KETAPANG– Aksi pendudukan pabrik yang dilakukan masyarakat Desa Pelanjau Jaya dan Desa Suka Karya, Kecamatan Marau, Kabupaten Ketapang, pada Rabu (24/9) diwarnai kejadian yang memunculkan tanda tanya besar mengenai sikap Kepala Desa Suka Karya.
Menurut keterangan sejumlah warga yang hadir, Kepala Desa Suka Karya terlihat berdiri tegak di depan pabrik PT. Minamas Group. Ia diduga mengantarkan surat dari pihak perusahaan yang ditujukan kepada pengurus ARUN dan massa aksi. Surat tersebut seharusnya menjadi domain pihak Humas perusahaan, namun justru disampaikan oleh Kepala Desa.
“Parah, kok Kades malah jadi tukang pos perusahaan. Di mana fungsi Humas perusahaan itu? Harusnya Kades berpihak kepada rakyat, bukan sebaliknya,” ujar salah seorang warga dengan nada kecewa.

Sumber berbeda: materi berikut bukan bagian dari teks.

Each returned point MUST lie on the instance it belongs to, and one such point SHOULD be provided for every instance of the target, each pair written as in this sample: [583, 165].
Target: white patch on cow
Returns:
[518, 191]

Kekecewaan masyarakat semakin mendalam karena Kepala Desa dan sejumlah pihak yang hadir, termasuk mantan Kades Suka Karya dan seorang yang mengaku pengurus MABM (Majelis Adat Budaya Melayu), dinilai justru terkesan pasang badan melindungi perusahaan alih-alih warganya sendiri.
Padahal, sumpah jabatan Kepala Desa telah diatur jelas dalam Pasal 38 ayat (3) UU No. 6 Tahun 2014 tentang Desa, yang menegaskan:
“Demi Allah/Tuhan, saya bersumpah/berjanji bahwa saya akan memenuhi kewajiban saya selaku Kepala Desa dengan sebaik-baiknya, sejujur-jujurnya, dan seadil-adilnya; bahwa saya akan selalu taat dalam mengamalkan dan mempertahankan Pancasila sebagai dasar negara; dan bahwa saya akan menegakkan kehidupan demokrasi dan Undang-Undang Dasar Negara Republik Indonesia Tahun 1945 serta melaksanakan segala peraturan perundang-undangan dengan selurus-lurusnya yang berlaku bagi Desa, daerah, dan Negara Kesatuan Republik Indonesia.”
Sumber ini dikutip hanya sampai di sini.